Based on the terms of the agreement, BofA will reimburse $1.7bn, which includes nearly $1.6bn in cash and $137m principal amount of MBIA’s 5.70% Senior Notes due in 2034, that Bank of America acquired through a tender offer in December 2012.
In exchange of the settlement, MBIA will withdraw the court case filed in September 2008 against Countrywide Home Loans, among other parties, and later amended to include claims against Bank of America, for violating representations and warranties on certain MBIA-insured securitizations.

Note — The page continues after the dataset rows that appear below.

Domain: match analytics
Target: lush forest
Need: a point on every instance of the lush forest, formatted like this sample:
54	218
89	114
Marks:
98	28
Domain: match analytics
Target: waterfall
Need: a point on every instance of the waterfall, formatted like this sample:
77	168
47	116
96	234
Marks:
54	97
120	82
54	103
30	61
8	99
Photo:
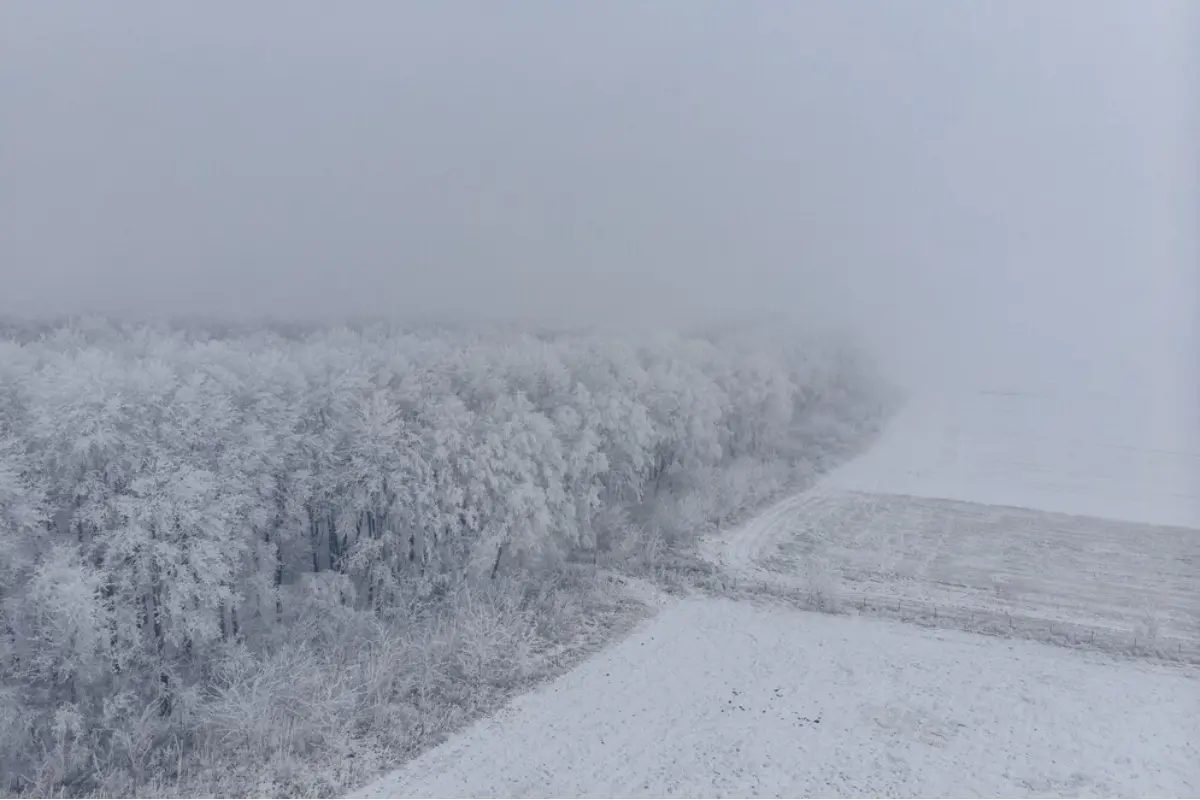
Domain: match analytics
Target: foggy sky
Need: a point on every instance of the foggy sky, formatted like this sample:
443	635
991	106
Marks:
965	181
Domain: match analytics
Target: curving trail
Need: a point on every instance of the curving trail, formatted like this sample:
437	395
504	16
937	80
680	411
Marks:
753	696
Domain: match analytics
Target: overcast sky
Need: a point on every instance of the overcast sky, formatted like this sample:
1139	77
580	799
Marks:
963	180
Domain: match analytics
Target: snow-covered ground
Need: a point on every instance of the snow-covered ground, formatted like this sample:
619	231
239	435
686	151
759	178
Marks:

The US lender will cease its entire outstanding credit default swap (CDS) protection agreements purchased from MBIA on commercial mortgage-backed securities (CMBS), as well as terminate certain other trades in order to close out positions between the companies.
MBIA will also issue BofA warrants to purchase 9.94 million shares of MBIA common stock, or nearly 4.9% of its currently outstanding shares, at an exercise price of $9.59 per share.
Further, the US lender will provide a $500m three-year secured revolving credit agreement to MBIA, which will be used for general corporate purposes.
The Blackstone Group served as financial advisor to MBIA in connection with the settlement.
BofA serves nearly 52 million consumer and small business relationships with almost 5,400 retail banking offices and about 16,300 ATMs and also has 30 million online banking active users.